For the last four months, I’ve been working on something pretty exciting.
When I graduated from my nutrition program, I wrote, very emotionally and fairly defensively, about not being a Registered Dietitian. I wrote about how, even though my original intention in starting school was to become a dietitian, I had discovered that in order to do the type of work I wanted to do (teach people eating competence) I did not actually need to be one. And that some of the things I’d encountered along the way — including the research my peers have done on the experiences of dietetic internship applicants — made me question whether I wanted to be one.
However, at the end of November 2013, I attended a lecture at my alma mater given by a nutrition professor who’d greatly encouraged and inspired me when I was a student. It was my first time back on the university campus since graduation, and I wasn’t sure how I would feel. It was a wonderful evening. The lecture was great, of course, but I was surprised how affected I was by seeing former classmates who had since moved on to being dietitians, catching up with former professors, and meeting new RDs and dietetic interns who were promoting Health at Every Size in their work.
That evening, after reconnecting somewhat with the world I’d left behind, I started to seriously consider applying for a dietetic internship.
First, I love clinical nutrition. I did not know when I began studying nutrition whether I would enjoy clinical subjects at all. As a student, I looked forward to them as a sort of litmus test of whether this field was really for me. It turns out that I did well in those clinical courses. No one was more shocked than me, I assure you. I enjoyed calculating TPN requirements and enteral feeds, even. My experience in the working world bore that out: I really do love clinical nutrition, even though it is not entirely what I came into this field to do.
Second, becoming an RD would solve the difficulty of trying to explain to people and the media exactly who I am and what I do. My position right now, as someone with an accredited degree, specific training, and years of experience — but without that overarching credential — makes this surprisingly confusing. I want it to be clear.
Third, one major reason I did not apply for internship immediately after graduating was because it is beyond me financially. I’m simply not in a position to not work for nine months without any financial aid. This prevented me from applying for a very long time. Ultimately, I decided it was worth it to see if I even had a chance, and then find a way to raise funds.
Fourth, I want to learn more. Nutrition is an ever-changing, complex field. I want to understand it better, have more intensive training, and have the resources to remain current with the research.

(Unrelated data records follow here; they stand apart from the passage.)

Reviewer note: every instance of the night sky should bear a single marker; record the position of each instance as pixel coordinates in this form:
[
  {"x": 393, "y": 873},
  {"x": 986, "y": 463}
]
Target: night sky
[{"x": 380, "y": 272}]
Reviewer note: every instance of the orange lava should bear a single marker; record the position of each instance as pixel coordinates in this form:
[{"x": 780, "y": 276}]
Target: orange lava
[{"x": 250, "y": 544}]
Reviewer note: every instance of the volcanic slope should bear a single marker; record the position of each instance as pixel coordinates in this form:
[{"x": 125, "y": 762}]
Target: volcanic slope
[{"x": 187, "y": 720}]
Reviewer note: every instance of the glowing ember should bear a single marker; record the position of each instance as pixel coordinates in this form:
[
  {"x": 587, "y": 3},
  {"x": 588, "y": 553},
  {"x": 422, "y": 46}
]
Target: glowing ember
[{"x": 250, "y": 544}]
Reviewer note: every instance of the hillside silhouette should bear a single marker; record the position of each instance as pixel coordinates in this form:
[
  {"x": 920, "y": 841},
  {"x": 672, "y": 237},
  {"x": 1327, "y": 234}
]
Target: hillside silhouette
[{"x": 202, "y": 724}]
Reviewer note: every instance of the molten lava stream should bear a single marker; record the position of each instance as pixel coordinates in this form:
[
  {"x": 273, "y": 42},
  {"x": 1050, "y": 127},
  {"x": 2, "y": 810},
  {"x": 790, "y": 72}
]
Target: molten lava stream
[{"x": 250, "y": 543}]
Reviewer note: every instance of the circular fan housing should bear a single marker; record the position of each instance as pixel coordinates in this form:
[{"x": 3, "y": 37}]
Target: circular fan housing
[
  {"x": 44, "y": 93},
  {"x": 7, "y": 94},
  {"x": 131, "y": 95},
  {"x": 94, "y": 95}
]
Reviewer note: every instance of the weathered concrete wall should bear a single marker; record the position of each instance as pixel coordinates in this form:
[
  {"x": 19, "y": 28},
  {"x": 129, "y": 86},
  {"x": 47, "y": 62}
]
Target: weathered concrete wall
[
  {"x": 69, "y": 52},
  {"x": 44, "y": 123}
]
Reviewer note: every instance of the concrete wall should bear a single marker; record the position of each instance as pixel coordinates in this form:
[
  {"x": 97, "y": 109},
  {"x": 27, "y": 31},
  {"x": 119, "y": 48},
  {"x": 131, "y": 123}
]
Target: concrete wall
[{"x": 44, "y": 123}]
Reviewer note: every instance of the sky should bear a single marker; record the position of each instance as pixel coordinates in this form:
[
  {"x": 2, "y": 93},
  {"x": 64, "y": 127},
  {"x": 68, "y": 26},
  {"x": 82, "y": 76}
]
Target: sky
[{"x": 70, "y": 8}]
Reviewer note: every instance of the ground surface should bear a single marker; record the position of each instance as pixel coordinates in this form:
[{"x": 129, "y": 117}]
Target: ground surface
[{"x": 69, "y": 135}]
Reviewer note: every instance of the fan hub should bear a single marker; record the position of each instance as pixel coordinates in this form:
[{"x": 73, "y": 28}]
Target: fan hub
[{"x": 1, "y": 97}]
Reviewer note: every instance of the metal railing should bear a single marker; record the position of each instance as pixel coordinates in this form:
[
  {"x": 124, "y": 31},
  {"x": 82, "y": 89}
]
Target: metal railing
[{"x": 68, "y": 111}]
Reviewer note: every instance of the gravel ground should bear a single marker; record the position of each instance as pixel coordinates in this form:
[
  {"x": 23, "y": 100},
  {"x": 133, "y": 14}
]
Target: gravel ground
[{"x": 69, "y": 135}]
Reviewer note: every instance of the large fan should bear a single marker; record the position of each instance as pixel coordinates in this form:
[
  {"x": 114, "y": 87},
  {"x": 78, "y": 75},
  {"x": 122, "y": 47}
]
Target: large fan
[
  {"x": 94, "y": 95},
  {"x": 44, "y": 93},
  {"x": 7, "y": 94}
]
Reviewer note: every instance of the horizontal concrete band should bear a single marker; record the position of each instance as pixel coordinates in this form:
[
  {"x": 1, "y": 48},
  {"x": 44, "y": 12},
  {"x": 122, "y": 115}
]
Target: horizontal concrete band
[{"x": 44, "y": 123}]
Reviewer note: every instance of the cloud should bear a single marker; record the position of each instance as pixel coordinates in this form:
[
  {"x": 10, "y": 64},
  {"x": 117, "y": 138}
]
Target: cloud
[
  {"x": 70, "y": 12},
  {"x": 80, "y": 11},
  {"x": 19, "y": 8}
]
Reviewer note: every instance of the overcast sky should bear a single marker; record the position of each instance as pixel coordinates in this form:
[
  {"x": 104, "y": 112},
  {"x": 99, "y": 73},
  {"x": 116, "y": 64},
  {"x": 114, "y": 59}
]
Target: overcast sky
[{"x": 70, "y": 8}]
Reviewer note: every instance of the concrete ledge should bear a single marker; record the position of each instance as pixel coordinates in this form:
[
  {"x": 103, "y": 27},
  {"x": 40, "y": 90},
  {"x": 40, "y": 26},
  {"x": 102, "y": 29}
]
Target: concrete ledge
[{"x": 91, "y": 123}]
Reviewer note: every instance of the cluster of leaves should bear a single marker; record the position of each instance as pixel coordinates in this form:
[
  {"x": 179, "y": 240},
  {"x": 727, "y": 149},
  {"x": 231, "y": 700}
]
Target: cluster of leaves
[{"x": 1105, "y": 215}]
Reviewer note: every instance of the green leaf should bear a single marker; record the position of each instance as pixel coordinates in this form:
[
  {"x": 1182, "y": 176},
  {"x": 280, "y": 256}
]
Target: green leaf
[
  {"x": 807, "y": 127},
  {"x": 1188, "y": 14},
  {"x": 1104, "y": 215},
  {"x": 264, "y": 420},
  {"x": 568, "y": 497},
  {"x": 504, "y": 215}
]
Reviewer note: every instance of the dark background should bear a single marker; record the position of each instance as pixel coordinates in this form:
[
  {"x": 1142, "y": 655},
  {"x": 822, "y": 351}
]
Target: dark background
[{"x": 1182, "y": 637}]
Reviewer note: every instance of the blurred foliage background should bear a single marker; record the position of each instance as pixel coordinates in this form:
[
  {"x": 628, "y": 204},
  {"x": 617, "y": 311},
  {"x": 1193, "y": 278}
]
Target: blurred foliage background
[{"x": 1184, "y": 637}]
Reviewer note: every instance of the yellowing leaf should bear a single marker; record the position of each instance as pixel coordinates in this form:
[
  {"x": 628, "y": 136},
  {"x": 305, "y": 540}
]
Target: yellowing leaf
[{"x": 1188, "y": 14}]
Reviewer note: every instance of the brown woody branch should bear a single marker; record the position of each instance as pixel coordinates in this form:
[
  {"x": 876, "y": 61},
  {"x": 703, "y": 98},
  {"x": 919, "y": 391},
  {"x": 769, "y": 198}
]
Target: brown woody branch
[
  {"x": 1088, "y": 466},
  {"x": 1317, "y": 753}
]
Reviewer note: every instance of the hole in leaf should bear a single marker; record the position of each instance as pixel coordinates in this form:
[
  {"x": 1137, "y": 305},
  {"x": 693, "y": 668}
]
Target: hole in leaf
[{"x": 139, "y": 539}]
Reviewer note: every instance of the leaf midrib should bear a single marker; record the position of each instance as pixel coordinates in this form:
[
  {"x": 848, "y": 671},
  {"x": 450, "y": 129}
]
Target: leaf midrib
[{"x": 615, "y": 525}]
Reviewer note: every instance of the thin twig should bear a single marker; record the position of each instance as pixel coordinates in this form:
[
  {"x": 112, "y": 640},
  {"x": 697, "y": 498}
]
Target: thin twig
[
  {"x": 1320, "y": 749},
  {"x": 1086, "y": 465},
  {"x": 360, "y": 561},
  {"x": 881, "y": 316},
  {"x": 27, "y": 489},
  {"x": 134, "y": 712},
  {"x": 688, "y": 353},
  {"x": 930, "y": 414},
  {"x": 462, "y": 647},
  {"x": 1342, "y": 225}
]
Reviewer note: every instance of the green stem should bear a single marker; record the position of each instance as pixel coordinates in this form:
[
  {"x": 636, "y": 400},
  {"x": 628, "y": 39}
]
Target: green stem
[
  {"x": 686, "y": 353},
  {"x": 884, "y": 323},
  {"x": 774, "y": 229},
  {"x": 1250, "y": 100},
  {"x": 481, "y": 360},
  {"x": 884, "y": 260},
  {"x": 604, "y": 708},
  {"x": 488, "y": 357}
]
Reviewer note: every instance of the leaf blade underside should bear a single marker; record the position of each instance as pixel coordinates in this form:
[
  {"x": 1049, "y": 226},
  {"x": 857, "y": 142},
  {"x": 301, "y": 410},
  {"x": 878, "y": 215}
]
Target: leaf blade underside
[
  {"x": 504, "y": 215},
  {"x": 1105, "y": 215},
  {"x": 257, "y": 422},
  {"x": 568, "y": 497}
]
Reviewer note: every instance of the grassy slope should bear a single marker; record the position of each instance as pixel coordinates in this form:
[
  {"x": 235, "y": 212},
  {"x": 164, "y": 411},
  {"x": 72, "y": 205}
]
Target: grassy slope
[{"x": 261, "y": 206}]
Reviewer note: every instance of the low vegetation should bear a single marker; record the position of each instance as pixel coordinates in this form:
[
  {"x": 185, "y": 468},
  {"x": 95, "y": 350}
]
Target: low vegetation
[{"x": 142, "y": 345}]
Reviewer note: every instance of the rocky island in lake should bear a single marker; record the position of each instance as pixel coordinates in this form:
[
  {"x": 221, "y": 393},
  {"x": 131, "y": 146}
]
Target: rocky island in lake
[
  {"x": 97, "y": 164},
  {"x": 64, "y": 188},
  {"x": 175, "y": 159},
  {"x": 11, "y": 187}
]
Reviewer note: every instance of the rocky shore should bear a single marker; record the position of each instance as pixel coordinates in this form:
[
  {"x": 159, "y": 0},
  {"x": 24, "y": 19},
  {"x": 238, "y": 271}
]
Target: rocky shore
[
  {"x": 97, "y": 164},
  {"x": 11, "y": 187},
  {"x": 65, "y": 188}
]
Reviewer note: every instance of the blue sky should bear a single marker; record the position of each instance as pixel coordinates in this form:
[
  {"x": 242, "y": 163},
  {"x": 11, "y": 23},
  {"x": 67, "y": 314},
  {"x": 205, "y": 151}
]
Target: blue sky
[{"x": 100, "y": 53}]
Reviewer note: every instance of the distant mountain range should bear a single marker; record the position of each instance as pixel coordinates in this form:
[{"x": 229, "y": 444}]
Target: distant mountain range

As a dietitian, I will be able to do this by being a member of my dietetic association and by completing the continuing education requirements that all RDs must fulfill.
The fifth, and most important reason: I originally entered nutrition as a way of doing something positive for fat people. After teaching eating competence for four years, I feel I can serve people in a broader way if I am a Registered Dietitian. I can continue to teach eating competence, but I can also address clinical nutrition concerns when they arise. I am especially interested in finding out how eating competence might be combined with certain therapeutic strategies, as for diabetes.
So, I applied. I went through the fairly harrowing process of gathering references (four wonderful dietitians and one doctor were very helpful with this, you know who you are!), researching internship programs, writing letters, and restructuring my resume. I applied for several programs, I was called for interviews and, two weeks ago, I was successfully matched to an internship.
It was a bittersweet moment, because, on the morning I received the offer, I knew that many qualified and deserving nutrition students were staring at a rejection letter and experiencing the despair, the intense emotional pain, and the personal sense of having done something wrong that comes with it. To those students: you did nothing wrong. This is not your fault. There should be an internship spot for every student who meets the requirements, and I believe there should be financial aid to allow students of various income levels to train as dietitians.
Sadly, I am not in a position to change those things, but while I go forward with joy and excitement to attempt this thing that seemed so impossible to me, I will not forget the very deserving students who have to make other plans.
For now, I must turn my attention to fundraising so that I have the best possible chance to make good this opportunity I’ve been given. The last four months have been a wild ride, and things are only going to get more intense. I hope you’ll wish me luck.